Abasolo, the first whisky made from 100 percent Mexican corn, uses an ancestral varietal called Cacahuazintle, which has been around for hundreds of years. The corn undergoes nixtamalization, a process in which the kernels are soaked and cooked in an alkaline solution, then washed and hulled. The process dates back over 4,000 years and is commonly used before the grain is turned into masa for tortillas. Nixtamalization produces a bolder flavor and aroma that makes the corn substantial enough to leave out other grains, and it’s the first time the process has been used to make a spirit. The whisky is distilled in copper pots, aged in used oak casks and bottled at 88 proof. The result is a strong, toasted corn flavor complemented by vanilla, leather and caramel notes.

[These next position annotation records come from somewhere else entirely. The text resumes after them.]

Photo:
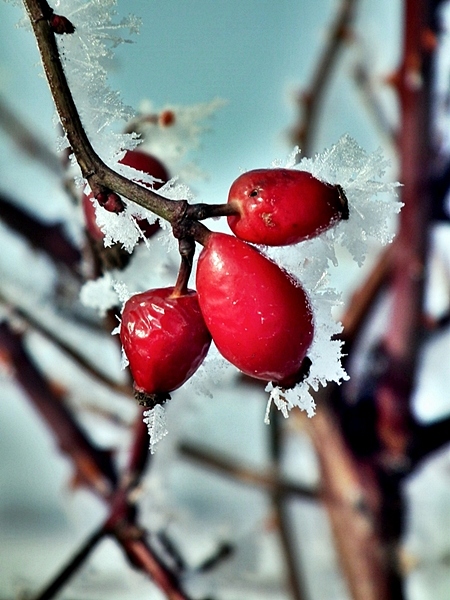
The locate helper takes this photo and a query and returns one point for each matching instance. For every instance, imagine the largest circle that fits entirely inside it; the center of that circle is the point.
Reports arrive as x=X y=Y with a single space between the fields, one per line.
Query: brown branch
x=296 y=584
x=94 y=467
x=310 y=101
x=77 y=358
x=72 y=566
x=48 y=238
x=363 y=81
x=26 y=140
x=247 y=475
x=358 y=547
x=100 y=177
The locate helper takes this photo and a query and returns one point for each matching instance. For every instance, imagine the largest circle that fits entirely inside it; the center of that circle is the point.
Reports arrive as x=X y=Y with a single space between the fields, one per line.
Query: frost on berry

Despite launching during a pandemic, Abasolo is committed to giving back to the hospitality industry. Through August 1, the company is donating 100 percent of its profits to Another Round, Another Rally, a US nonprofit that is providing financial relief to hospitality workers affected by the spread of COVID-19, and a yet-to-be-chosen partner in Mexico. Abasolo Whisky is on shelves now for $40 in 750mL bottles.